Thailand’s financial authorities will scrutinize the use of cryptocurrency and other digital assets when they’re used to pay for goods and services, the Bank of Thailand, Ministry of Finance and the Securities and Exchange Commission of Thailand said in a press release Tuesday (Jan. 25), CoinDesk reported.
Regulators could limit the use of cryptos for payments, the report said, and they plan to craft guidelines for some digital assets that support the country’s financial system and innovation without triggering risk across the entire system.
Thai authorities are concerned that as cryptocurrency expands from an investment tool into a means of payment for residents across the country and the world, it could cause issues regarding financial stability, consumer privacy and cybercrime, according to the statement.
The Thai SEC is also seeking comment on a consultation paper on digital assets until Feb. 8. The paper proposes a ban on merchants advertising and facilitating digital assets as means of payment, and also bans exchanges and brokerages from providing systems that help merchants receive crypto payments, including QR codes and eWallets.
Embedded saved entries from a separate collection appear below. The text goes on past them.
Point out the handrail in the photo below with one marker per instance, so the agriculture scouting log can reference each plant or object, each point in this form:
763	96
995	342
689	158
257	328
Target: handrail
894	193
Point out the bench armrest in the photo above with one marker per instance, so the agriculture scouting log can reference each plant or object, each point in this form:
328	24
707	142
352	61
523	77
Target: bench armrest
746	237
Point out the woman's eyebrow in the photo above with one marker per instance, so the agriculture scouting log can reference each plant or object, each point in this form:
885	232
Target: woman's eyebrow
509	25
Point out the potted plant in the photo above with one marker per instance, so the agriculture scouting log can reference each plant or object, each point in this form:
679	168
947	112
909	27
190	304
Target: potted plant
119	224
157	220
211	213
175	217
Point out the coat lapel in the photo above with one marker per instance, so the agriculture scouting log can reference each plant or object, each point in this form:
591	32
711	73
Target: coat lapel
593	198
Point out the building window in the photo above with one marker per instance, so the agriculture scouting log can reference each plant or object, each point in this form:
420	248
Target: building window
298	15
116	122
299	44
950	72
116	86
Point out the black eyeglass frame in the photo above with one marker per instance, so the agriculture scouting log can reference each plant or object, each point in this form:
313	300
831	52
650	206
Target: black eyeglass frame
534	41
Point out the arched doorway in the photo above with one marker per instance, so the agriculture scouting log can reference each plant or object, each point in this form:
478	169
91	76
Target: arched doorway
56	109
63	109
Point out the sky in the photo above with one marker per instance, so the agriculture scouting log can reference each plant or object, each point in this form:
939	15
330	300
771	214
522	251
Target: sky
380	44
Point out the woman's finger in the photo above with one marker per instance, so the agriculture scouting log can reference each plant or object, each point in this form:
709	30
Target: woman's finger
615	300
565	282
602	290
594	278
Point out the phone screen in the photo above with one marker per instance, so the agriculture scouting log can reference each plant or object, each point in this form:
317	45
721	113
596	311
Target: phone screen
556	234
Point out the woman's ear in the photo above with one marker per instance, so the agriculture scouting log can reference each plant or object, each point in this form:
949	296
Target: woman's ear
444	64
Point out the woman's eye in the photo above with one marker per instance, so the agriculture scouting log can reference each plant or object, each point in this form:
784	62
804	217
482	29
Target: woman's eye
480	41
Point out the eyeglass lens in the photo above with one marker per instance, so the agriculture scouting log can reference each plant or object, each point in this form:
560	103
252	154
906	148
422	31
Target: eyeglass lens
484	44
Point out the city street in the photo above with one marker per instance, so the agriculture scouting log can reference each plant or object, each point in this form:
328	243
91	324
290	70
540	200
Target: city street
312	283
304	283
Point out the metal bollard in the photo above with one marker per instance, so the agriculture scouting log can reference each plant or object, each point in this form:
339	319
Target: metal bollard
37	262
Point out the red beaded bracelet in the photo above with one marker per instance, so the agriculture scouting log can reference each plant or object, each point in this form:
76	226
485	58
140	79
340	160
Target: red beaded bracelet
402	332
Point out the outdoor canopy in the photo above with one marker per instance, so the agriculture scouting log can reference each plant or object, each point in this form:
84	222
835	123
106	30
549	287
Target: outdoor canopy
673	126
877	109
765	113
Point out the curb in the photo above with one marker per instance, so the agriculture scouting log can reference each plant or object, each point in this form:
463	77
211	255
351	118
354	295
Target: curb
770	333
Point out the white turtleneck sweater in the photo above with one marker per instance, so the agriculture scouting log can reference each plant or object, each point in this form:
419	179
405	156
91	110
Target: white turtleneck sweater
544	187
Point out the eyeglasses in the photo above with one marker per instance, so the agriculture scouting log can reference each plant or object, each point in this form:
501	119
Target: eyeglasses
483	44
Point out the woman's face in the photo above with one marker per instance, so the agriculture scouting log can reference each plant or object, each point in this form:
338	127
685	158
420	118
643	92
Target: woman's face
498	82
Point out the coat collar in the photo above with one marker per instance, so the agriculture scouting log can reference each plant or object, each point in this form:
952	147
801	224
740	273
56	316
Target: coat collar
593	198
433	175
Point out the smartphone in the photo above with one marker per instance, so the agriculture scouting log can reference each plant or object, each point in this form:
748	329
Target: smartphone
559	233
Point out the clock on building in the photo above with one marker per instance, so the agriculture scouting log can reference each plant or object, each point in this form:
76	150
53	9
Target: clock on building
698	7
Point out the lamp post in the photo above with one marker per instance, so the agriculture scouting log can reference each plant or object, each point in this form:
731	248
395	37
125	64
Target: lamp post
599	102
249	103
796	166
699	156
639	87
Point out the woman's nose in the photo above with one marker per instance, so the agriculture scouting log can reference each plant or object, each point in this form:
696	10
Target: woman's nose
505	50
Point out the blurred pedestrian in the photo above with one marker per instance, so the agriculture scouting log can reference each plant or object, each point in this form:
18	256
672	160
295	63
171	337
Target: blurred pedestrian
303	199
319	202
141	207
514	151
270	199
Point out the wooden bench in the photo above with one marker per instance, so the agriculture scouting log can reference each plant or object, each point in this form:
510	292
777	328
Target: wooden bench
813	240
Following the consultation paper, there could also be limits on transferring assets between accounts. For example, Thai baht made from selling cryptocurrency assets can only be transferred to the seller’s account, according to the CoinDesk report.
In December, Thailand announced it is moving toward testing a central bank digital currency (CBDC) and does not want any private competition in the payments sector.
At the time, Bank of Thailand Governor Sethaput Suthiwartnarueput said that Thailand is in a group of Asian countries that have either formally banned cryptocurrency or are seriously considering it as they work on a CBDC.
In July, Thailand’s central bank issued a “caution,” saying it “does not support the usage of digital assets as a means of payment for goods and services,” with risks including cybertheft, price volatility and money laundering.